Improving the Detection of Behavioral Health Conditions Through Positive and Unlabeled Learning: Self-Harm and Opioid use Disorder
Accurate detection and estimation of behavioral health conditions, such as self-harm and opioid use disorder (OUD), is crucial for identifying at-risk individuals, determining treatment needs, tracking prevention and intervention efforts, and finding treatment-naive individuals for clinical trials. Despite the underdiagnosis and undercoding of these conditions in electronic health records (EHRs), our work aims to accurately estimate both the probability of a given patient having these conditions and the overall population prevalence.
We have developed a novel machine learning algorithm, “Positive Unlabeled Learning Selected Not At Random (PULSNAR)”, to estimate the prevalence of undiagnosed or unrecorded behavioral health conditions. Positive unlabeled learning differentiates between labeled positive instances and a mix of positive and negative instances (unlabeled). Our algorithm addresses the limitations of traditional methods, which do not accurately reflect the true prevalence of behavioral health conditions due to the fact that known, coded cases are not representative of undetected cases. Cases are generally not selected at random, for example, because more serious cases are more likely to generate a healthcare encounter.

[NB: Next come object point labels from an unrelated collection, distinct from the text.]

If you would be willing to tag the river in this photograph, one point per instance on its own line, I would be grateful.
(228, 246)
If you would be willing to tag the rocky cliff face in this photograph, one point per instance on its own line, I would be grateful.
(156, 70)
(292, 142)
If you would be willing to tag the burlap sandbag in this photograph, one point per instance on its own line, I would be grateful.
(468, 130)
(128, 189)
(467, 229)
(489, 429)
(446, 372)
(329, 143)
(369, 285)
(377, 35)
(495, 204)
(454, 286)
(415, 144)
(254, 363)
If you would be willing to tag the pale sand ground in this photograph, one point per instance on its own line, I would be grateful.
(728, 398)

In a study of 6,037,479 commercially insured patients with major mental illness (MMI) and 1,329,120 veterans, our PULSNAR algorithm estimates 3.97% visit-level self-harm among patients with MMI and 10.46% lifetime self-harm among Veterans, compared to the 0.453% and 1.85% coded in their EHR data, respectively. Chart review of 97 unlabeled individuals among the Veteran population confirmed that PULSNAR provides well-calibrated classification.
In a study of 1,000,000 patients with at least one opioid prescription fill, PULSNAR estimated 5.3% (53,144) of patients have OUD, compared to the 2.0% (20,079) that have a recorded diagnosis of OUD.
PULSNAR accurately estimates the prevalence of underdiagnosed/unrecorded behavioral health conditions, including self-harm and OUD. This has the potential to inform public health, guide screening efforts, identify health disparities, and reduce the negative impacts of these conditions.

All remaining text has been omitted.